We review the apparent discrepancies between studies that report anti-inflammatory effects of cerium oxide nanoparticles (CeO₂ NPs) through their reactive oxygen species-chelating properties and immunological studies highlighting their toxicity. We observe that several underappreciated parameters, such as aggregation size and degree of impurity, are critical determinants that need to be carefully addressed to better understand the NP biological effects in order to unleash their potential clinical benefits. This is because NPs can evolve toward different states, depending on the environment where they have been dispersed and how they have been dispersed. As a consequence, final characteristics of NPs can be very different from what was initially designed and produced in the laboratory. Thus, aggregation, corrosion, and interaction with extracellular matrix proteins critically modify NP features and fate. These modifications depend to a large extent on the characteristics of the biological media in which the NPs are dispersed. As a consequence, when reviewing the scientific literature, it seems that the aggregation state of NPs, which depends on the characteristics of the dispersing media, may be more significant than the composition or original size of the NPs. In this work, we focus on CeO₂ NPs, which are reported sometimes to be protective and anti-inflammatory, and sometimes toxic and pro-inflammatory.

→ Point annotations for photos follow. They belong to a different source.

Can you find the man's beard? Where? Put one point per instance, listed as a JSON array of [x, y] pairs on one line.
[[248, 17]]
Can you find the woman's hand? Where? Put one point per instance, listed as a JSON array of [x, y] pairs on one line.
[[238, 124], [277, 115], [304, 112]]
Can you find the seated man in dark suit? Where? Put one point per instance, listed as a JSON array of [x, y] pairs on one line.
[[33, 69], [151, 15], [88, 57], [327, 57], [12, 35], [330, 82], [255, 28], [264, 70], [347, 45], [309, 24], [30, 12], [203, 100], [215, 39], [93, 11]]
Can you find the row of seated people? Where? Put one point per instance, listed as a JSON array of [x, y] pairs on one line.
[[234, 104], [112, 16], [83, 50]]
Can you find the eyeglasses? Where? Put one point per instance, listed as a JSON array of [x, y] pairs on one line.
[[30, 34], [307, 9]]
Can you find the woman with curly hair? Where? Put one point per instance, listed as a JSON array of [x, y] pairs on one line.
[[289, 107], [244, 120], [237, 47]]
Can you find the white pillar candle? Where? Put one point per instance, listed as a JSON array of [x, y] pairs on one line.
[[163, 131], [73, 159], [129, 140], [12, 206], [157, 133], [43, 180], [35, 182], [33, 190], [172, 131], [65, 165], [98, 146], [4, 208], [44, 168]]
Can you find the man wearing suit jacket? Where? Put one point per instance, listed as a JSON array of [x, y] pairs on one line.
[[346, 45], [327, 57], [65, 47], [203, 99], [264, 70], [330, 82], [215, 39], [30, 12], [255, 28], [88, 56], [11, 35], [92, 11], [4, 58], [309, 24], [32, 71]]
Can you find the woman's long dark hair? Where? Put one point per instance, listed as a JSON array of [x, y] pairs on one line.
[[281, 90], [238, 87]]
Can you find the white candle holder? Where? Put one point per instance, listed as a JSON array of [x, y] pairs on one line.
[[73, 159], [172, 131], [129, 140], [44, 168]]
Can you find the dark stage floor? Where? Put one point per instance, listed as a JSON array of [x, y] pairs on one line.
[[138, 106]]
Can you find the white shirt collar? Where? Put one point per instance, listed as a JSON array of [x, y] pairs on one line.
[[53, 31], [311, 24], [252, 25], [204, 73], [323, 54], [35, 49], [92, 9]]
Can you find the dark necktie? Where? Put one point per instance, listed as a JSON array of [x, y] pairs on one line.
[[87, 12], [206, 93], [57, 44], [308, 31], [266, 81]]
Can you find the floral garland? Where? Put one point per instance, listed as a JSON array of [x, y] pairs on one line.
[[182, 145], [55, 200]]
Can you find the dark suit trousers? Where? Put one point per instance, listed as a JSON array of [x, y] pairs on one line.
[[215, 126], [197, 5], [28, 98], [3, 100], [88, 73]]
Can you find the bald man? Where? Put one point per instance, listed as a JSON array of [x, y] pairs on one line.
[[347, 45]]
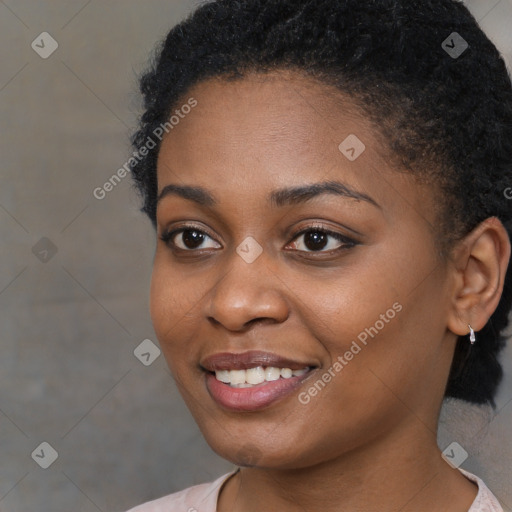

Keywords: antioxidant activity; cerium oxide; immune response; inflammation; ion leaching; nanoparticle agglomeration; nanoparticle evolution; nanoparticles.

Figure 1

Different aspect and stability of commercial and designed CeO₂ nanoparticles (NPs). Different morphologies and sedimentation behavior of CeO₂ nanopowders (commercial, nominal size <25 nm) and CeO₂ NPs synthesized in the laboratory after dispersion in TMAOH 1 mM, a good stabilizer of metal oxide NPs. (A,B) Representative TEM images CeO₂ NPs and CeO₂ nanopowders, respectively (scale bar = 100 nm); (C) UV-VIS spectroscopy measurements over time of both samples after resuspension in TMAOH 1 mM and at the same NP concentration.

Figure 2

(A) Intrinsic and extrinsic properties of nanoparticles (NPs). Different properties of the NP, related to the NP itself (intrinsic) or to the NP behavior in the exposure media (extrinsic). For instance, we can design CeO₂ NPs with specific sizes and shapes, but agglomeration in the exposure media leads to specific surfaces, concentrations, mobilities, etc., very different from the initially prepared NPs. As agglomerated NPs behave as a large particle, this makes the NP more immunogenic and affects the concentration of NPs in different parts of the body, where they are accumulated in organs of the MPS system. Importantly, for the (immuno)toxicity aspects, agglomerates of NPs are no longer on the nanometric regime of sizes and may have similar consequences as the incidental inorganic microparticles, extensively investigated during the last century: burning oil residues, silica from mining or asbestos have been found stacked in affected tissues, causing pathologies such as silicosis, asbestosis, and/or inflammatory reactions. Thus, in this example, even if CeO₂ NPs are not toxic (and therapeutically beneficial) by themselves, they may be risky because they could be a source of toxic aggregates. (B) Graphical representative sizes of key entities capable of generating immune response and different NP morphologies and NP aggregates.